Kenya seeks UN help in crimes case
New York - Kenya's vice president on Tuesday met the United Nations chief Ban Ki-moon and top UN Security Council envoys to demand the suspension of crimes against humanity charges against six top Kenyan officials.
Kalonzo Musyoka held meetings in New York as the International Criminal Court (ICC) issued summonses to the senior allies of President Mwai Kibaki and his rival Raila Odinga, over the deaths of up to 1 500 people in unrest after a disputed presidential election in 2007.
Kenya has formally requested that the Security Council use its powers to suspend the case for one year to allow the six - who include a deputy prime minister, another minister and a former police chief - to be handled by Kenyan courts, diplomats said.
But the western powers on the Security Council - Britain, France and the United States - have made it known that they do not believe a suspension would be appropriate.
"This message has been given to Mr Musyoka during meetings here," said a diplomat, speaking on condition of anonymity.
South Africa wants the Security Council to at least listen to the Kenyan case.
African delegations on the 15-nation council "have been mandated to explore how best we can ensure that at least the council considers this request" said South Africa's UN envoy Baso Sangqu.

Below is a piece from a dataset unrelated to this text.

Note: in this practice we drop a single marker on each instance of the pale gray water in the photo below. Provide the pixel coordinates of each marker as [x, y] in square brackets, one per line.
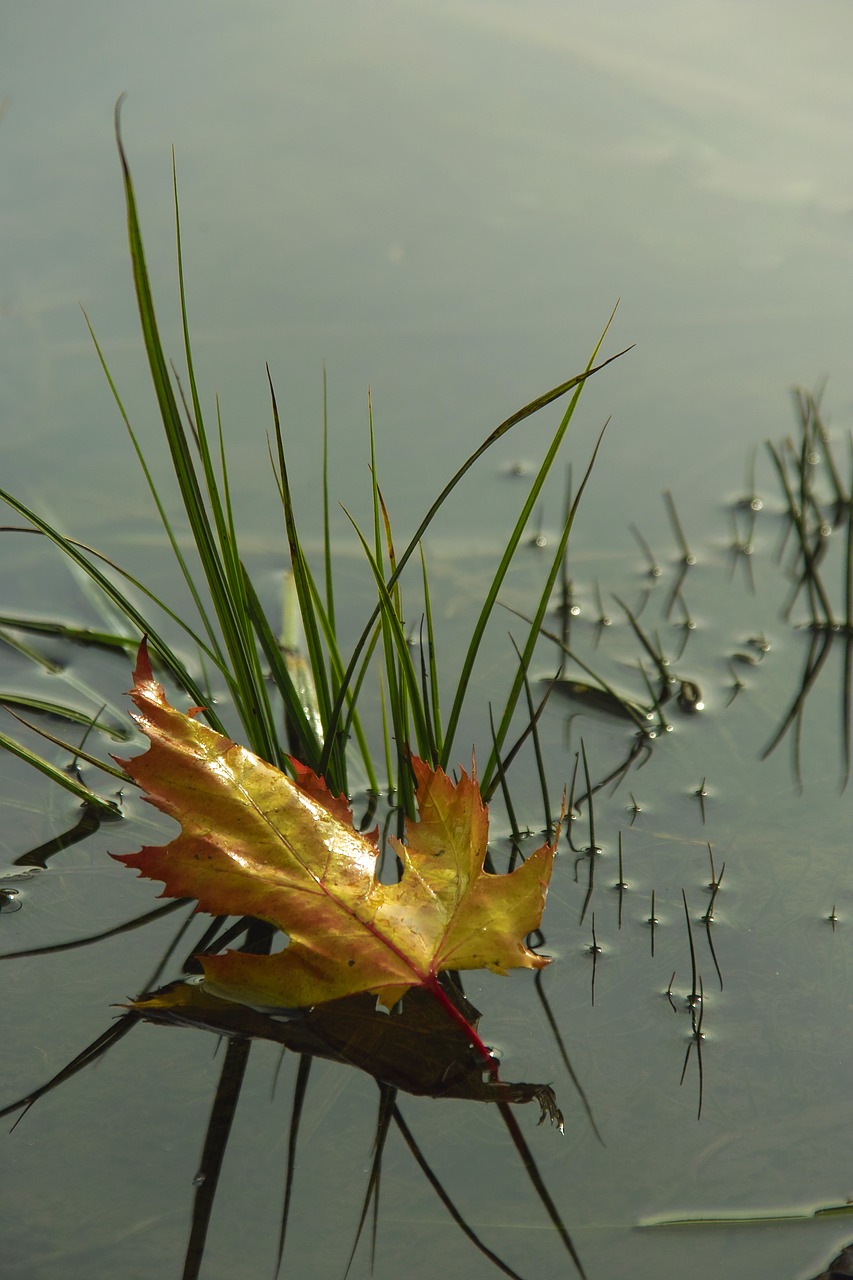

"In this case when a member state, such as Kenya has done, writes to the council, South Africa believes it is its right to be heard," he said. "What decision it takes after consideration is up to the council."
Article 16 of the ICC's charter allows the Security Council to ask for a one-year suspension of a case if there is a threat to international peace and security. The western powers say there is no security threat however.
The ICC summonses, issued in The Hague, accuse the six of masterminding the violence in 2007-08 and orders them to appear before the court on April 07.
Deputy Prime Minister and Finance Minister Uhuru Muigai Kenyatta, sacked education minister William Ruto, former police chief Mohammed Hussein Ali, the head of Kenya's public service Francis Muthaura, Industrialisation Minister Henry Kosgey and radio executive Joshua arap Sang are all accused of crimes against humanity.
They were formally named as suspects four months ago.
Kenya was plunged into violence after the December 27 2007 general elections in which then opposition chief Odinga accused Kibaki of having rigged his re-election.
Political riots soon turned into ethnic killings targeting Kibaki's Kikuyu tribe, who launched reprisal attacks in Kenya's worst violence since independence in 1963.
Odinga is now prime minister in a national unity government.